An exhibition of Slonov’s work in Moscow in 2018, Heavenly Jerusalem, was attacked by members of SERB, a Russian Orthodox nationalist group that took works off the walls and brought one to the police. It was a painting depicting a face that resembles Putin’s side-by-side with a skull, signed with a Biblical passage exhorting man to choose life over death. In 2019, Slonov created a samovar with Putin’s face that sold at a gallery for €10,000. He told the AiF-Krasnoyarsk newspaper that he spent his share “on the development of Russian art” and art supplies.
His wife, Yelena, has turned his Gulag Toys Instagram page, which has been wiped of the tumbler toys, into a series of updates about his case, including a photograph of his new ankle monitor and an appeal for funds to pay for his lawyers.
Marat Guelman, an art patron who went into self-imposed exile in Montenegro nearly a decade ago—he is now labelled a “foreign agent” in Russia—warned after Slonov’s arrest in an interview with Dozhd (a Russian television channel that is now also in exile) that the Kremlin would come after the entire contemporary art scene.
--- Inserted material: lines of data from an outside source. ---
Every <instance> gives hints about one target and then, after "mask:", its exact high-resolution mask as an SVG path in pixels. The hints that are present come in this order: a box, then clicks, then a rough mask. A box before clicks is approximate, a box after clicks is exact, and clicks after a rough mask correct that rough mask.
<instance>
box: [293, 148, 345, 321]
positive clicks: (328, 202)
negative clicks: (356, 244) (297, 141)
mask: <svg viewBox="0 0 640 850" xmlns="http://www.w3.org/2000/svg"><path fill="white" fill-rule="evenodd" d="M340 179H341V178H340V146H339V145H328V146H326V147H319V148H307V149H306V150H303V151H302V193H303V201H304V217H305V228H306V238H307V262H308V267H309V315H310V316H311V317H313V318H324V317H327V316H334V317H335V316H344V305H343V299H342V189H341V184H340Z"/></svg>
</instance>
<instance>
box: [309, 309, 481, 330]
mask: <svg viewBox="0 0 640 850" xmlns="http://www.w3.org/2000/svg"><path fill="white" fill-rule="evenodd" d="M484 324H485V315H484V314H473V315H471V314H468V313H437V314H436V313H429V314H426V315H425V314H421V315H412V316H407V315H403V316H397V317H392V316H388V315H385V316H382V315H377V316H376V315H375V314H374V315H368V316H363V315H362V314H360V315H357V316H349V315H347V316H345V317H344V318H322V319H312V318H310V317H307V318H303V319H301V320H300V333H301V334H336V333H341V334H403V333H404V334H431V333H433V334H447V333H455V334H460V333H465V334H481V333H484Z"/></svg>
Guelman was fired in 2013 as director of the Perm Museum of Contemporary Art, which he founded, after displaying Slonov’s posters that used prison imagery to comment on Russia and the Sochi 2014 Winter Olympics.
“In principle it is impossible to be a free artist in contemporary Russia,” said Guelman, and warned that artists who are worried about harming the Cosmoscow art fair if they speak out in support of Slonov are misguided, because “sooner or later Cosmoscow will be shut down too”.